RedBall, a special purpose acquisition company of which Beane is co-chairman, raised $575 million including so-called greenshoe shares in a U.S. initial public offering in August. Bloomberg reported Friday that the SPAC was in talks to acquire less than 25% of Fenway Sports Group, which it values at $8 billion, including debt. A successful deal would also give him a clear route into Liverpool Football Club and English soccer’s Premier League.
No deal has been done and Major League Baseball’s Commissioner’s Office is aware of the situation.
The potential transaction raises issues of whether Beane would have a conflict of interest because of his role with the Athletics, where he has a small equity stake.

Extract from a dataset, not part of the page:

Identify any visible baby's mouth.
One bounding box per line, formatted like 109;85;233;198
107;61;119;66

“It seems like a clear conflict,” Jason Dana, an associate professor of management and marketing at Yale School of Management, wrote in an email. “A person couldn’t, for example, own two different MLB teams. For the same reasons, this seems to open up the possibility of coordination between two teams, which is bad for the game.”
The Oakland Athletics did not respond to a request for comment.
John Holcomb, a professor of business ethics at the Daniels College of Business at the University of Denver, said it wasn’t clear whether RedBall’s investment would be incompatible for Beane.
“I don’t think it constitutes a conflict of interest to invest in a competing enterprise, while trying to win with your own,” wrote Holcomb in an email. “It could just be a win-win, or a good hedging strategy. Should Bill Gates be prohibited from investing in Apple, or Larry Ellison from investing in Google? I don’t think so.”
Beane has flirted with the Red Sox before — he was offered $12.5 million to become their general manager in 2002. And while he rebuffed them and instead accepted an equity stake in the Athletics to remain in their front office, it looks like the opportunity to buy into one of baseball’s premier franchises might be too good to pass up now.
“He wouldn’t be a passive investor,” said Wharton School Professor of Management Maurice Schweitzer. “It doesn’t make sense for a level playing field to be a part owner of two franchises. It wouldn’t be a good look and it’d set a terrible precedent.”